Die veränderten Ansprüche der Jugendlichen (die erwartete umfängliche Hilfe für eine selbständige, aktive Arbeits- und Lebensgestaltung) und die neuen Modernisierungsstrategien in den Betrieben (bedingt durch veränderte Marktbedingungen, daraufhin weiterentwickelte Produktions- und Arbeitskonzepte, die neue Anforderungen an die Organisations- und Personalentwicklungen stellen) lassen eine neue Dualität in der Berufsbildung erwarten.

Die traditionelle Dualität zeichnet sich in der Regel dadurch aus, daß die Dualpartner je für sich - ihren Ausbildungsplänen bzw. Lehrplänen entsprechend - ihr Lehren und Lernen gestalten, sie tendenziell Nicht-Kommunikation anstreben (und sie das „Nicht-miteinander-sprechen-müssen" als optimale Form der Zusammenarbeit empfinden). In der neuen Dualität muß beachtet werden, daß mit neuen Kooperationsformen nur bedingt eine neue Qualität der Ziele und Inhalte einhergeht.
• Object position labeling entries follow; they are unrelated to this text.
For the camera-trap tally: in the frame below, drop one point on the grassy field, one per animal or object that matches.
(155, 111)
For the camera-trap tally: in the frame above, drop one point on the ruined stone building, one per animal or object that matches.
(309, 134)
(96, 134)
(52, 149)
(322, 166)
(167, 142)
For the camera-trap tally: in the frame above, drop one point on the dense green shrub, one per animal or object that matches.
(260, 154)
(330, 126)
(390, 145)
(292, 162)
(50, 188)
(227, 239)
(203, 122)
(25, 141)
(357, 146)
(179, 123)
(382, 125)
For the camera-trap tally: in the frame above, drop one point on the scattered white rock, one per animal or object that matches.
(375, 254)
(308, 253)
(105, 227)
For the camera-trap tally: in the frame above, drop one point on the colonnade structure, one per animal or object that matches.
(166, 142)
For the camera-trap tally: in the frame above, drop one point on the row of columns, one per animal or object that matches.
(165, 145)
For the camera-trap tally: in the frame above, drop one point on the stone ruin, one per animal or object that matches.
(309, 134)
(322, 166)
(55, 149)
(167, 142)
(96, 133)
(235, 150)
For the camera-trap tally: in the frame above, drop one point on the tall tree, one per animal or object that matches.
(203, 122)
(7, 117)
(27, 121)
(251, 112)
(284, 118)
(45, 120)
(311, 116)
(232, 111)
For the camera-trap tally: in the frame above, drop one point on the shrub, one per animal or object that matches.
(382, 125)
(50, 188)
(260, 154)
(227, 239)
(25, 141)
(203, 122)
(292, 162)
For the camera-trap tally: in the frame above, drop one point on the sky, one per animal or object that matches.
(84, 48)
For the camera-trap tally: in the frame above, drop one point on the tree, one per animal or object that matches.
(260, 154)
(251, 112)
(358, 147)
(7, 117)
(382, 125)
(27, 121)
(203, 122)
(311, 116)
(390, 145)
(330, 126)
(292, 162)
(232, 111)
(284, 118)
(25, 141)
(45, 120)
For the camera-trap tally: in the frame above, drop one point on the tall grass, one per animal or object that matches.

Deshalb: Der ständigen Überlegung und Diskussion bedürfen neue Formen der Zusammenarbeit und vor allem neue Kooperationsziele und -inhalte.

Alle überregionalen Vorgaben für die Berufsschule und ihre Partner müssen auf ein Minimum beschränkt werden und fortlaufend aktualisiert werden.

In den Regionen sollten die Planungs-, Koordinierungs- und Aufsichtsinstitutionen (vor allem der ministeriellen Verwaltungen und der Kammern) in ihrer Rolle als innovative Berufsbildungsberater gestärkt werden.

Die Berufsschule und ihre Betriebe sollten regionale Lernortverbünde bilden, in denen sie sich ergänzen, sie unsinnige „Theorie"- und „Praxis"-Teilungen überwinden, sie sich weitmöglichst in einem „gemeinsamen Curriculum" abstimmen, sie ihre jeweiligen didaktischen Möglichkeiten entfalten.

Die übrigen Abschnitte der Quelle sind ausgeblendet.